Banks also did not immediately respond to a request for comment, nor did Pinterest.
But Ozoma felt compelled to share her experience after Pinterest issued its public statement in support for Black Lives Matter.
As part of that promised support, Pinterest said it was "listening and acting" and promised to elevate racial-justice content on its site. It donated 25,000 shares ($500,000 worth) to racial-justice organizations, gave $250,000 to businesses damaged during the protests, and promised to spend another $750,000 in advertising for organizations that promote racial justice.
These promises felt hollow to Ozoma, she said, after her frustrating time at the company.
"Racism is dehumanizing and exhausting. I busted my ass at Yale, Google, then Facebook before Pinterest recruited me as the *second hire* on the global Public Policy team. I led work that raised our public policy profile globally," she tweeted. But ultimately, she left because she felt "it didn't matter because I'm a Black woman."
The tweets are trending as part of the hashtag #BelieveBlackWomen, in which, like #MeToo, people are sharing story after story of what it's like for Black women.
Meanwhile, Color 0f Change, a civil-rights advocacy group, has issued a statement on the situation that says in part, "Color Of Change worked with Ifeoma and Aerica closely in their former roles to restrict the marketing of plantation weddings on Pinterest and overhaul the company's anti-harassment policies. We credit them for orienting the company's policies toward racial justice. However, even while claiming 'Black lives matter,' Pinterest sidelined Ifeoma and Aerica after they made the platform safer for Black users. To make matters worse, the company's leadership failed to intervene after Ifeoma was doxxed by another Pinterest employee."
Color of Change wants Pinterest to apologize and compensate the women. It said: "To show a serious commitment to racial justice, the company should use this opportunity to change their hostile culture for Black workers and set an example for the tech industry."

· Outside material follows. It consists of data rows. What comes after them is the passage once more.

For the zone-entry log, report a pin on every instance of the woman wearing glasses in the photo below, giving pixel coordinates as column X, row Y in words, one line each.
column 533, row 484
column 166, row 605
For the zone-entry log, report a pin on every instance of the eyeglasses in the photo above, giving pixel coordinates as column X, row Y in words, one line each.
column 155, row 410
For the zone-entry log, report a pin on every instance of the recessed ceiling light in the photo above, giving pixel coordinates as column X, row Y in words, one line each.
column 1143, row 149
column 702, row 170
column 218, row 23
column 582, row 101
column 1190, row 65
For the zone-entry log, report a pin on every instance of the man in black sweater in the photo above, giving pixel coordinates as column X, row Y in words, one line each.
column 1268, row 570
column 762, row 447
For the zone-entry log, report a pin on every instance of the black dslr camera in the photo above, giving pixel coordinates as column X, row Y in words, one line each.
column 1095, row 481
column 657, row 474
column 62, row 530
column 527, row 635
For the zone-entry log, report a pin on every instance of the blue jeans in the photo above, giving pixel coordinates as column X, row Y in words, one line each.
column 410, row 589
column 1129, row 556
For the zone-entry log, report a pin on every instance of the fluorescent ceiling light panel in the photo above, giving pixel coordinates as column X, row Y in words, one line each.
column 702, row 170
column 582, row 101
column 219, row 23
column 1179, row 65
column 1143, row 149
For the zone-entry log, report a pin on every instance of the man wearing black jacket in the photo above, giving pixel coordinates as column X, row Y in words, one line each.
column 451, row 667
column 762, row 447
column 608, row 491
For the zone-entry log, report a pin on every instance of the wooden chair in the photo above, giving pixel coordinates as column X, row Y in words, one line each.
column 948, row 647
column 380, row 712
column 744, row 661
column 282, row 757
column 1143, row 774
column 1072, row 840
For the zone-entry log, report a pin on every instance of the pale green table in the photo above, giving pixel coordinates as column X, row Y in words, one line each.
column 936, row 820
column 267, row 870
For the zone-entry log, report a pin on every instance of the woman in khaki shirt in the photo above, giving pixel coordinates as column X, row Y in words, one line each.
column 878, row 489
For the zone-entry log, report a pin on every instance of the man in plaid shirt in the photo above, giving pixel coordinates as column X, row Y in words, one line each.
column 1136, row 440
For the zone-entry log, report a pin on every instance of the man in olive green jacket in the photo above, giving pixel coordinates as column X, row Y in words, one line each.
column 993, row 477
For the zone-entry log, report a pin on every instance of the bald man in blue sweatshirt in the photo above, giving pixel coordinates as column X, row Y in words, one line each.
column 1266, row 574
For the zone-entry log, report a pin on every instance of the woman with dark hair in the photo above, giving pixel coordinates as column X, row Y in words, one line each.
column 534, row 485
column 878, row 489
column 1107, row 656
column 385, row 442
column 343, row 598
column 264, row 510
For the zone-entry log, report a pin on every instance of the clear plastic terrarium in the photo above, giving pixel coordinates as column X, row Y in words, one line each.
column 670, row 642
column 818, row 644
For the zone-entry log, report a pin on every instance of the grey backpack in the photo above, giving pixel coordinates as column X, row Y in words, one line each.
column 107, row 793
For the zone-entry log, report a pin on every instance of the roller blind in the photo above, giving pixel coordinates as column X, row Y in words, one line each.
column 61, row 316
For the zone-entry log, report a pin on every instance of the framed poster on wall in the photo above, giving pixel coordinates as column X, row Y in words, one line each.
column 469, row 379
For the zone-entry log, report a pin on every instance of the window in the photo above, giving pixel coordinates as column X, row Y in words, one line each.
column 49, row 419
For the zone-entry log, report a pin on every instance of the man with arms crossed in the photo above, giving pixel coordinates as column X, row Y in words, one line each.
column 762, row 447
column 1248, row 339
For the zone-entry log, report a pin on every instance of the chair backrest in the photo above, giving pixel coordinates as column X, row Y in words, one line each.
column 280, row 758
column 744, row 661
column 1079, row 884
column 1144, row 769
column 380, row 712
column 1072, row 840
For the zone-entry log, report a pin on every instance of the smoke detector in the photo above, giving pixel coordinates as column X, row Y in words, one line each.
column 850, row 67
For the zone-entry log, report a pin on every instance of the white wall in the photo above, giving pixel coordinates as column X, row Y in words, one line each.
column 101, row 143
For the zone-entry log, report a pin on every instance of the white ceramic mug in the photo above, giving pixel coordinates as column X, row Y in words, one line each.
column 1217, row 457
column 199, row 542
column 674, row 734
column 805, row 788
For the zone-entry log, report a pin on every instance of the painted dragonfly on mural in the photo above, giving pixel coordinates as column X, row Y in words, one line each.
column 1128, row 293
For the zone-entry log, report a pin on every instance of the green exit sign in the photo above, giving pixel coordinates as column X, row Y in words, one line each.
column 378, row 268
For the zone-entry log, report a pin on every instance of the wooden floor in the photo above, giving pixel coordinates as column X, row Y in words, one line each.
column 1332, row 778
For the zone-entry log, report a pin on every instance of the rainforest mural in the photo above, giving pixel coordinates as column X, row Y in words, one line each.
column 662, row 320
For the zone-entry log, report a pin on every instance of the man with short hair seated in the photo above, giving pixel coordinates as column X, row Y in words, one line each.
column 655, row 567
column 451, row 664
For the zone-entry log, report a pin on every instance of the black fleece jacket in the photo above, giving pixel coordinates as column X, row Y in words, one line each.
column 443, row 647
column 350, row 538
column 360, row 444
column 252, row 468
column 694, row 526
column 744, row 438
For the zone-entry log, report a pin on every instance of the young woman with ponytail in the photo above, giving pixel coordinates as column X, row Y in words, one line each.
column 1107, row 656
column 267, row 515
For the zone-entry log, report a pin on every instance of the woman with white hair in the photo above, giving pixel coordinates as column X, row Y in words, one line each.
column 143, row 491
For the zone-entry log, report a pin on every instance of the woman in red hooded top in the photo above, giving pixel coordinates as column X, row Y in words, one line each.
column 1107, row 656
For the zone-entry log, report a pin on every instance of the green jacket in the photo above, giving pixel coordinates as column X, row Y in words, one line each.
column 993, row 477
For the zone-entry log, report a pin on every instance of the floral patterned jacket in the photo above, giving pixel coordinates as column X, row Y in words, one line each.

Like most tech companies, Pinterest has said it's working on hiring a more diverse workforce. Its latest diversity report, issued in January, showed the company was 45% white, 44% Asian, 6% Hispanic/Latinx, 4% Black, and 1% two or more races.
Ozoma's and Banks' tweets are trending in part because they are such a visible part of the social-responsibility tech landscape. Ozoma is a Yale graduate who was recruited by Pinterest from Facebook and worked at Google before that. She was also a member of The Washington Post's 2020 Technology 202 Network, a diverse panel of people who The Post routinely posed questions to and used their responses for stories and newsletters. Banks went to Oxford and Princeton, spent six years at Google, and worked at the White House, among other notable credentials.